Yes - but I'm talking about spin/poll-waiters.

> [...] However, there are 2 additional source of mutex lockers besides those in 
> the sleep queue:
>
> 1. New tasks trying to acquire the mutex and currently in the fast path.
> 2. Mutex spinners (CONFIG_MUTEX_SPIN_ON_OWNER on) who are spinning
> on the owner field and ready to acquire the mutex once the owner
> field change.
> 
> The 2nd and 3rd patches are my attempts to limit the second types of mutex 
> lockers.

Even the 1st patch seems to do that, it limits the impact of spin-loopers, right?
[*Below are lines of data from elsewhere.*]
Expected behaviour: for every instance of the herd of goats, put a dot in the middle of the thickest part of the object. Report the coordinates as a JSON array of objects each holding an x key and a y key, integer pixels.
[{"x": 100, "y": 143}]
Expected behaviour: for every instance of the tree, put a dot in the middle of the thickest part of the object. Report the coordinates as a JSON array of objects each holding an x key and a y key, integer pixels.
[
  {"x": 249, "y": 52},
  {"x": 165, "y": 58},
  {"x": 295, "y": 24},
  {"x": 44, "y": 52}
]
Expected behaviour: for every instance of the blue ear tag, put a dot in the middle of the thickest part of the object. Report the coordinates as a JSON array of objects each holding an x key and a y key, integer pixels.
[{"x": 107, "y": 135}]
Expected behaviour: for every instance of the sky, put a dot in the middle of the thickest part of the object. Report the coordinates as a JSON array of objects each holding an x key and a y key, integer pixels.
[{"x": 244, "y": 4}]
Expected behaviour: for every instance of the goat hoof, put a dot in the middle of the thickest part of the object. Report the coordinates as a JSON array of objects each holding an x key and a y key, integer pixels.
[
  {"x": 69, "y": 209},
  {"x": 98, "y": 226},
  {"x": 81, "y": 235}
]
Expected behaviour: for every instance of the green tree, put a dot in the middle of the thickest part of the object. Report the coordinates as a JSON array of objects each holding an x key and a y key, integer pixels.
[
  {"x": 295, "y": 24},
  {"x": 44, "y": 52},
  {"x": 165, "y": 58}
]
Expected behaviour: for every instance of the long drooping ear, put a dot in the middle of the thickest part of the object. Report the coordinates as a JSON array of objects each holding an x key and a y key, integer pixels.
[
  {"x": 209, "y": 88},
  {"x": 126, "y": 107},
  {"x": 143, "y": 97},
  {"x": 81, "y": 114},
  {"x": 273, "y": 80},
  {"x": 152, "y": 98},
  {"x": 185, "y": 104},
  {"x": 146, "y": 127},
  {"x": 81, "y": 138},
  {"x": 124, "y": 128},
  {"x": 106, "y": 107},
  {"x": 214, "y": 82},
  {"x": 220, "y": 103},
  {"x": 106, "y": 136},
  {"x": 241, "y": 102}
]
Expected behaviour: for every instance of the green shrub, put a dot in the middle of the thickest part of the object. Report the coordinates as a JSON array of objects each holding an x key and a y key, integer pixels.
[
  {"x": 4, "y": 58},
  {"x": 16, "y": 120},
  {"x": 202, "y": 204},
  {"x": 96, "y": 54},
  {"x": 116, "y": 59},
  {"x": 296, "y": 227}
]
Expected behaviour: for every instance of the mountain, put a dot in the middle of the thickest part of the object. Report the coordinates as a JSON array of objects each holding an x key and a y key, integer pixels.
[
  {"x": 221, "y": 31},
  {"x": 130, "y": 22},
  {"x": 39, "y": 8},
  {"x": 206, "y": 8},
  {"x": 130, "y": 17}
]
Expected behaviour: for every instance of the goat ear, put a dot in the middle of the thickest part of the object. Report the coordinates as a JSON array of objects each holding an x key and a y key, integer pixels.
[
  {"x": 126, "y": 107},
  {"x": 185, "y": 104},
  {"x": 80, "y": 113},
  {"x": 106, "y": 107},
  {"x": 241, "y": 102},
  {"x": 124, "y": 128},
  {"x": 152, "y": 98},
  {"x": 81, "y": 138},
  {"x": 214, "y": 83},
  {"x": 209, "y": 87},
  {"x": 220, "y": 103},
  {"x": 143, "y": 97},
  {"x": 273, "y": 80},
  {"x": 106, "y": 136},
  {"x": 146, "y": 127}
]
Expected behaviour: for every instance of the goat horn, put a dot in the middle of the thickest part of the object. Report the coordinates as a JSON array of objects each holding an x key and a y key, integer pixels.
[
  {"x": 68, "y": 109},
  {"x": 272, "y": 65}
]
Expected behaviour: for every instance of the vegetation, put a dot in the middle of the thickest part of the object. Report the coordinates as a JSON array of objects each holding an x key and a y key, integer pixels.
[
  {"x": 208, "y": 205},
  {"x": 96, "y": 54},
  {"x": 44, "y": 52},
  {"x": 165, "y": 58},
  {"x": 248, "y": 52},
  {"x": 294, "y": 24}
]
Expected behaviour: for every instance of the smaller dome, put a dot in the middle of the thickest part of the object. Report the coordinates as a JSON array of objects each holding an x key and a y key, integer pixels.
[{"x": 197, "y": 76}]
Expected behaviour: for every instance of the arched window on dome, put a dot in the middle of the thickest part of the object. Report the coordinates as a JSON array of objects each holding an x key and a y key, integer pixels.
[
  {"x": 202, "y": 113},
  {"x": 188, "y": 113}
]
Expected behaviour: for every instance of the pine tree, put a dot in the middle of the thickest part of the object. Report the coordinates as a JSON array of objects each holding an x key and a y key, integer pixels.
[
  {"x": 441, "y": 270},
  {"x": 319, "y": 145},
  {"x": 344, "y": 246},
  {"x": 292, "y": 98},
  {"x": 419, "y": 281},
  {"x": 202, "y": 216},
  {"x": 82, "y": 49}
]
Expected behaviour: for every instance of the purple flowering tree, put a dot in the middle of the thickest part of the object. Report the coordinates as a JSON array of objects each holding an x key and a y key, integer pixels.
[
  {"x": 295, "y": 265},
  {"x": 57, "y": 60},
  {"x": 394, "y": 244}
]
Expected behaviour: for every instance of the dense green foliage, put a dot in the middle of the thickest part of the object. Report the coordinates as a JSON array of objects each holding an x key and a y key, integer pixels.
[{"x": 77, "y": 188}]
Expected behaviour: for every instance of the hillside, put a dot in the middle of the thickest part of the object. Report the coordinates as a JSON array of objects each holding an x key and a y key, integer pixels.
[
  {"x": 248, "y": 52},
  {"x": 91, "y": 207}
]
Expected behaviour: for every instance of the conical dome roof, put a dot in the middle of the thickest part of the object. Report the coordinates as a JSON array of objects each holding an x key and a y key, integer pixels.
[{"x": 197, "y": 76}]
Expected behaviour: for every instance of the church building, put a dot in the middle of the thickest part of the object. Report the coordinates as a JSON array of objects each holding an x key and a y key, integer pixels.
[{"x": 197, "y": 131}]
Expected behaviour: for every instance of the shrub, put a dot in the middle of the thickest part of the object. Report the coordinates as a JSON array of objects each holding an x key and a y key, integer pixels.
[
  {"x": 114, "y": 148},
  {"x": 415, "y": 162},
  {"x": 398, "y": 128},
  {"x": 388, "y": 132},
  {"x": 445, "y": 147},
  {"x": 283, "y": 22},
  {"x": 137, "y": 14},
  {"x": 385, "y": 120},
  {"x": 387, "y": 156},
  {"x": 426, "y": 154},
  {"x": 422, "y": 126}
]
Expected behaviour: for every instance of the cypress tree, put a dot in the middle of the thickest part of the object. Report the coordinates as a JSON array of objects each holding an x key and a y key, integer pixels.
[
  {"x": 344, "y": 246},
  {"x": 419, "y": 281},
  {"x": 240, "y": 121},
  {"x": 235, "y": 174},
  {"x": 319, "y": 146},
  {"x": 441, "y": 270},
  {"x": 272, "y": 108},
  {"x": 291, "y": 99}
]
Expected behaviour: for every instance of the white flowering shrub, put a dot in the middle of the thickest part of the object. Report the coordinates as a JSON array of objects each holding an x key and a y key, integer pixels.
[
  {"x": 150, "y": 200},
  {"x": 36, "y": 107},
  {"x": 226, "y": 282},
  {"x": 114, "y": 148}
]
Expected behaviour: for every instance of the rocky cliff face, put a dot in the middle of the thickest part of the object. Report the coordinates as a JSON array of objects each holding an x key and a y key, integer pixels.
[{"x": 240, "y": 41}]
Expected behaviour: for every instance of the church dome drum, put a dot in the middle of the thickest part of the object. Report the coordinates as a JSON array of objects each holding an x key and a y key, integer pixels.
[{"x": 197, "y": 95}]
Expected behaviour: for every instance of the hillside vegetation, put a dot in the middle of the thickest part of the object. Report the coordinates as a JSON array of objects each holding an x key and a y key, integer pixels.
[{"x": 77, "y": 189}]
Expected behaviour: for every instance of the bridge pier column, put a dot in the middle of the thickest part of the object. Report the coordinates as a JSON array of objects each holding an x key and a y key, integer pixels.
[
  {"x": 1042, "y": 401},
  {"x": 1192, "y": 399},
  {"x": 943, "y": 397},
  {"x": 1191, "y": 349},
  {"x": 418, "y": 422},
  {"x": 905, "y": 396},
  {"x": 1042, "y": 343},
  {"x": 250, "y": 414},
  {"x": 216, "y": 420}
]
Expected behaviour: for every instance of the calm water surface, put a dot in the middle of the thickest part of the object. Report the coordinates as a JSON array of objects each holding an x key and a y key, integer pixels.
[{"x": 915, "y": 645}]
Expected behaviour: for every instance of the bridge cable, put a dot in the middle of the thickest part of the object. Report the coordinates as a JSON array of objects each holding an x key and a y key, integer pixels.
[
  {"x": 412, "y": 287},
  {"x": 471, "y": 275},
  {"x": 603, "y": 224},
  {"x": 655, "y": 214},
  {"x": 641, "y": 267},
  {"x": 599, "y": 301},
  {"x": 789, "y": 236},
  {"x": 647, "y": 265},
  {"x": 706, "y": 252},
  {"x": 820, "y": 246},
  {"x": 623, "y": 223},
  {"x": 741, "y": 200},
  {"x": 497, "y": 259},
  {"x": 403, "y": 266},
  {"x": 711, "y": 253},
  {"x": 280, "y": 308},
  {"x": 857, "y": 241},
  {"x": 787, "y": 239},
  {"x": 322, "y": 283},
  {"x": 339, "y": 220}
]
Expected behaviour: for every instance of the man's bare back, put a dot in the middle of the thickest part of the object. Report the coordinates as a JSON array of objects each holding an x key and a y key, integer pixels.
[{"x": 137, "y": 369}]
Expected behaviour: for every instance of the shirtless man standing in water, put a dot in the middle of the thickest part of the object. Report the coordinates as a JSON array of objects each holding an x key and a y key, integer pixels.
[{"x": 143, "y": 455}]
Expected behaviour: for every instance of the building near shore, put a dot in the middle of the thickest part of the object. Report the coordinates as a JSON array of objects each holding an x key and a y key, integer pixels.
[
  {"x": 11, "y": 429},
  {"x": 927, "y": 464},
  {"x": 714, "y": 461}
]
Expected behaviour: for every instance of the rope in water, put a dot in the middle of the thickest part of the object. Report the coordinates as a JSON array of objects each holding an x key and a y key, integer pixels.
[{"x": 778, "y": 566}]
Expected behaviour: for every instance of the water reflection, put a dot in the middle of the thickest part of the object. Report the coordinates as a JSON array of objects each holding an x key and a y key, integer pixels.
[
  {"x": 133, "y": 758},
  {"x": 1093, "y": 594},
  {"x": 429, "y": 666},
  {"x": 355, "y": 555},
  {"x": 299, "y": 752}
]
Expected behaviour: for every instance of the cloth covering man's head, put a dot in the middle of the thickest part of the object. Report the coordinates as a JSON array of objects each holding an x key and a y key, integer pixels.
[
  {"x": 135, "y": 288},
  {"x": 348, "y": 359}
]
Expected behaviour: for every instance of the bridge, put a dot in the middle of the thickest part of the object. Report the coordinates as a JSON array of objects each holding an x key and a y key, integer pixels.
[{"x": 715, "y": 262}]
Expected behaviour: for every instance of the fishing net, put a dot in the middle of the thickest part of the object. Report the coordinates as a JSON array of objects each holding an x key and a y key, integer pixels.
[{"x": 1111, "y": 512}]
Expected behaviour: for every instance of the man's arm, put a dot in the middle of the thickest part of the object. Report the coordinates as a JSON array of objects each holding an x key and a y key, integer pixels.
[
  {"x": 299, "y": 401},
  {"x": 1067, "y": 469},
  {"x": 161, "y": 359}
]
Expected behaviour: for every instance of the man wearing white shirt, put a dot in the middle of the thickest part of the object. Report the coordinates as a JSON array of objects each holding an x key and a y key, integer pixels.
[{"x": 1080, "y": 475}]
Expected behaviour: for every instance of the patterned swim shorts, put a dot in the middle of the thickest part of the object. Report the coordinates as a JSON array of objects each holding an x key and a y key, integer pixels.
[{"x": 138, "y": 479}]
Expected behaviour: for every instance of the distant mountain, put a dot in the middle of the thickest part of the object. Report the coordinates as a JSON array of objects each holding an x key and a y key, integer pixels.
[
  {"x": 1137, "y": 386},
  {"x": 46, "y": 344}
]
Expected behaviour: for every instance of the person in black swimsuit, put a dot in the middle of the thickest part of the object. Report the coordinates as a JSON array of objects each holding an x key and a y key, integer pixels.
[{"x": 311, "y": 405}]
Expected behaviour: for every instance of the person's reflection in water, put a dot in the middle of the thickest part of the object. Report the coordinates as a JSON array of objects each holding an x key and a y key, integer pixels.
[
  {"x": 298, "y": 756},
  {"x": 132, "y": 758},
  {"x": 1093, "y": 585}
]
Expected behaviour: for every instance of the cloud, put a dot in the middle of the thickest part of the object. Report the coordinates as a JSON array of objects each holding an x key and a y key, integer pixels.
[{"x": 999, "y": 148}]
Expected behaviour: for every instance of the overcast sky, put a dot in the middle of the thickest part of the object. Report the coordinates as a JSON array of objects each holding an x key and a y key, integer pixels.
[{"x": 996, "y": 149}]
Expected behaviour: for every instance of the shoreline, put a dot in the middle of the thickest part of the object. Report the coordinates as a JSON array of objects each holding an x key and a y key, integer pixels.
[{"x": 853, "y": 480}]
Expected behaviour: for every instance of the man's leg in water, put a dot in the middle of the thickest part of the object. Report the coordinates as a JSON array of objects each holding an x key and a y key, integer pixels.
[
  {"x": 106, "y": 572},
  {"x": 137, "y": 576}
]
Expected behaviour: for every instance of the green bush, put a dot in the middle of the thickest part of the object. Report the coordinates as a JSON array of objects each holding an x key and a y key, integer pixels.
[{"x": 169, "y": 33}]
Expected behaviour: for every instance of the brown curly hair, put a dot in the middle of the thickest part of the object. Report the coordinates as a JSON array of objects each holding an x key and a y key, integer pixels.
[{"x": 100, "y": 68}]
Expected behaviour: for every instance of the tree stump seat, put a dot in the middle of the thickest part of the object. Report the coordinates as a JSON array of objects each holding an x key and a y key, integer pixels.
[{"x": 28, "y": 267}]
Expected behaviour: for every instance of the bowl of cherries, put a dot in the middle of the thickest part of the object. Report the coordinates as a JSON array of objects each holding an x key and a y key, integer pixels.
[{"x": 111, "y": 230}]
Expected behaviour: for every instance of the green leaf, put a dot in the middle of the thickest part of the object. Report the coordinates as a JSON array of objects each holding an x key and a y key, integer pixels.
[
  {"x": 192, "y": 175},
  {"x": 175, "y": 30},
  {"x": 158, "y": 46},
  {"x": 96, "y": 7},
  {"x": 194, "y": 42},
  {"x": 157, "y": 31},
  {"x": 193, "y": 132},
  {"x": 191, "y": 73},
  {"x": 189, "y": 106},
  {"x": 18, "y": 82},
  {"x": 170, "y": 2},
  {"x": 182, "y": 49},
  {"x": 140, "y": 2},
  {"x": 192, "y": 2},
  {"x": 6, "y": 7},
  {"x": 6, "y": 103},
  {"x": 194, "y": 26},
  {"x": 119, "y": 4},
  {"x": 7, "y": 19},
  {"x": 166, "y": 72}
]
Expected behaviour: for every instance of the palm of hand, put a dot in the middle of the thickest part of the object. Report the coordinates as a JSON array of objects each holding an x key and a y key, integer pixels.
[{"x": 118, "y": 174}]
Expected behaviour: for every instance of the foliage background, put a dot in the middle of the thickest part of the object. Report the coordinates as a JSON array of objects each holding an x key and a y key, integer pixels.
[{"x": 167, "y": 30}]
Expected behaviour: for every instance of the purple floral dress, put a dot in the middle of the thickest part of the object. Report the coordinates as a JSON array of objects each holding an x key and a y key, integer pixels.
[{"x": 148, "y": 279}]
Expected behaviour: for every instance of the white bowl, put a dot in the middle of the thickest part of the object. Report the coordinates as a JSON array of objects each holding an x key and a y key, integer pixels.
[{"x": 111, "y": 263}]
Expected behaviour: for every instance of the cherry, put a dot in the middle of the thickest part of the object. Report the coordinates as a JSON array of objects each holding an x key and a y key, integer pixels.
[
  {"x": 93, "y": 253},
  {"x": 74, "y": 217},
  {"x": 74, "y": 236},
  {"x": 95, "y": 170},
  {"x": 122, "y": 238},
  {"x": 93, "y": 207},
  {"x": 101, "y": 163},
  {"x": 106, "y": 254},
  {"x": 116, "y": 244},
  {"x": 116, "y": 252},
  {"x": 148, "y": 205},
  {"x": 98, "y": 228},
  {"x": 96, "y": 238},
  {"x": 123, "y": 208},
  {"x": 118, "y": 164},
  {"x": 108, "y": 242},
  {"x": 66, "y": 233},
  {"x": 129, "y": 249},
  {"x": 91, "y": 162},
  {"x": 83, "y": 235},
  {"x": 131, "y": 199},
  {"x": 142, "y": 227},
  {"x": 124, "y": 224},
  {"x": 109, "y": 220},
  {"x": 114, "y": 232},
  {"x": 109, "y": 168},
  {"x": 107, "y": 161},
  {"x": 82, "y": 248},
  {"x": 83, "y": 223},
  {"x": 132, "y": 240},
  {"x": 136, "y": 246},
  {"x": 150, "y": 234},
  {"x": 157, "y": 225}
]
I'm fine with patch #1 [your numbers are proof enough that it helps while the low 
client count effect seems to be in the noise] - the questions that seem open to me 
are:

 - Could the approach in patch #1 be further improved by an additional patch that 
   adds queueing to the _spinners_ in some fashion - like ticket spin locks try to
   do in essence? Not queue the blocked waiters (they are already queued), but the
   active spinners. This would have additional benefits, especially with a high
   CPU count and a high NUMA factor, by removing the stampede effect as owners get 
   switched.

 - Why does patch #2 have an effect? (it shouldn't at first glance) It has a 
   non-trivial cost, it increases the size of 'struct mutex' by 8 bytes, which 
   structure is embedded in numerous kernel data structures. When doing 
   comparisons I'd suggest comparing it not to just vanilla, but to a patch that
   only extends the struct mutex data structure (and changes no code) - this
   allows the isolation of cache layout change effects.

 - Patch #3 is rather ugly - and my hope would be that if spinners are queued in
   some fashion it becomes unnecessary.

Thanks,

	Ingo